Hashing it Right: Solving a Gradual Rollout Puzzle
The Role of Hashing in Unleash
At Unleash, we’re passionate about empowering developers with the tools they need to confidently and intelligently release features through feature flags. These flags aren’t just on-off switches; they’re nuanced controls that enable our customers to orchestrate who sees what and when—a strategy known as gradual rollout and variants. For instance, imagine you can introduce a new feature but limit its visibility to just 10% of your users, gauging reactions and performance before a full-scale launch.
But how do you ensure that out of the thousands, or even millions, of users, a specific 10% consistently sees your new feature across different devices and sessions? That’s where hashing—specifically, Murmur hashing—becomes the hero of our story. It’s an algorithm that takes a user identifier and converts it into a deterministic hash value.

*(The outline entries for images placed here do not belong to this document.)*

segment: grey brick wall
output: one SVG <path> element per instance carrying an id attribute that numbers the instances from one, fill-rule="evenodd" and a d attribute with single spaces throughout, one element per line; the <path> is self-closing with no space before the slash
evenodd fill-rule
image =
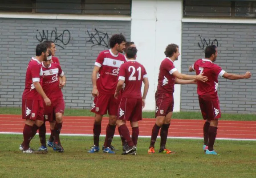
<path id="1" fill-rule="evenodd" d="M 61 46 L 56 55 L 67 77 L 66 107 L 89 108 L 91 72 L 99 52 L 107 49 L 108 36 L 130 38 L 130 21 L 0 18 L 0 107 L 21 106 L 28 63 L 47 38 Z"/>
<path id="2" fill-rule="evenodd" d="M 188 72 L 189 65 L 204 57 L 203 49 L 212 43 L 218 44 L 218 57 L 215 63 L 223 69 L 237 74 L 243 74 L 247 71 L 252 74 L 252 77 L 248 79 L 219 79 L 218 95 L 222 112 L 256 113 L 256 36 L 255 24 L 183 24 L 183 73 L 195 74 Z M 182 86 L 182 111 L 199 110 L 196 87 L 194 85 Z"/>

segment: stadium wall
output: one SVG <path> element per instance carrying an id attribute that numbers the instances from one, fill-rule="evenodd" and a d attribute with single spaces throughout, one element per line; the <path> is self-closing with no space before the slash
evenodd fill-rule
<path id="1" fill-rule="evenodd" d="M 131 38 L 138 47 L 137 60 L 143 64 L 148 73 L 150 89 L 146 99 L 145 110 L 154 111 L 159 67 L 166 57 L 164 52 L 168 44 L 181 45 L 182 2 L 174 0 L 132 1 Z M 181 58 L 175 62 L 180 71 Z M 174 111 L 180 111 L 181 87 L 175 85 Z"/>
<path id="2" fill-rule="evenodd" d="M 227 80 L 219 77 L 218 95 L 223 112 L 255 113 L 256 111 L 256 25 L 246 20 L 211 20 L 184 19 L 182 23 L 182 72 L 188 72 L 189 65 L 204 56 L 203 49 L 209 44 L 218 45 L 215 63 L 228 72 L 243 74 L 252 73 L 248 79 Z M 218 23 L 221 22 L 222 23 Z M 191 22 L 190 22 L 191 21 Z M 240 23 L 240 24 L 238 24 Z M 199 111 L 196 86 L 181 87 L 181 110 Z"/>
<path id="3" fill-rule="evenodd" d="M 130 40 L 130 18 L 57 20 L 60 17 L 41 14 L 29 19 L 31 16 L 0 18 L 0 107 L 21 106 L 28 63 L 37 44 L 48 40 L 57 45 L 56 55 L 67 77 L 63 90 L 66 107 L 90 108 L 95 60 L 100 51 L 108 49 L 112 35 L 122 33 Z"/>

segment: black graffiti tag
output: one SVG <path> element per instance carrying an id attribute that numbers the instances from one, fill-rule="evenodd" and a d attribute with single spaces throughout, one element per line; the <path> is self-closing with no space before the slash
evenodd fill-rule
<path id="1" fill-rule="evenodd" d="M 51 32 L 48 30 L 43 30 L 41 33 L 39 30 L 37 30 L 37 32 L 38 32 L 39 34 L 36 35 L 36 38 L 38 41 L 41 42 L 44 40 L 53 41 L 56 46 L 63 49 L 64 47 L 63 46 L 66 46 L 70 41 L 70 32 L 69 30 L 64 30 L 62 33 L 59 35 L 58 35 L 56 28 L 55 30 L 52 30 Z M 39 35 L 39 36 L 38 36 L 37 35 Z"/>
<path id="2" fill-rule="evenodd" d="M 198 36 L 200 37 L 200 40 L 201 40 L 201 41 L 200 41 L 201 44 L 202 45 L 202 46 L 201 46 L 200 44 L 200 43 L 197 43 L 197 44 L 198 44 L 198 46 L 199 47 L 200 47 L 200 49 L 204 49 L 205 47 L 206 47 L 206 46 L 209 46 L 209 45 L 212 45 L 213 44 L 215 44 L 216 47 L 218 47 L 218 46 L 219 45 L 219 43 L 218 43 L 218 40 L 217 40 L 216 39 L 213 40 L 212 40 L 212 41 L 211 41 L 211 39 L 209 39 L 209 42 L 208 42 L 207 40 L 205 40 L 205 39 L 204 38 L 203 38 L 203 39 L 202 38 L 202 36 L 201 36 L 200 35 L 199 35 Z"/>
<path id="3" fill-rule="evenodd" d="M 87 30 L 87 33 L 89 36 L 89 40 L 86 41 L 86 43 L 91 42 L 94 44 L 92 47 L 94 46 L 103 46 L 109 48 L 109 37 L 108 33 L 104 33 L 99 31 L 97 29 L 94 29 L 96 32 L 93 34 L 90 33 Z"/>

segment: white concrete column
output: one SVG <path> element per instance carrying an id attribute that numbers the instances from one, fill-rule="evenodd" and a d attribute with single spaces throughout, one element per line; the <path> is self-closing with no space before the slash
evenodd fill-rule
<path id="1" fill-rule="evenodd" d="M 150 82 L 145 110 L 155 109 L 154 93 L 165 47 L 175 43 L 181 51 L 182 17 L 181 0 L 132 0 L 131 39 L 137 46 L 137 60 L 145 67 Z M 180 57 L 175 65 L 180 71 Z M 175 85 L 175 111 L 180 110 L 180 89 Z"/>

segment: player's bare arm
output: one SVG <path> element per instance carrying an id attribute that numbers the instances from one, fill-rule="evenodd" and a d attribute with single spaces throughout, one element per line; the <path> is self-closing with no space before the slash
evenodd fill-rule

This value then decides which variant bucket the user falls into, ensuring they get the same experience on a mobile app or a web browser. Murmur hashing was our algorithm of choice because it’s renowned for its speed and consistency, the twin pillars required for delivering seamless and stable user experiences.
For Unleash, Murmur hashing’s performance was a game-changer, offering the robustness our feature flagging service required. It enabled us to promise and deliver consistency to our customers, who, in turn, could provide reliable experiences to their users. However, as with any technology, real-world applications can reveal quirks that lead to unexpected adventures, and our journey with hashing was no exception.
Hash Function Discrepency
Our hashing implementation was working smoothly until we encountered an unexpected discrepancy: the user distribution across feature flag variants did not align with our expected percentages. This discrepancy prompted a thorough investigation to pinpoint the cause.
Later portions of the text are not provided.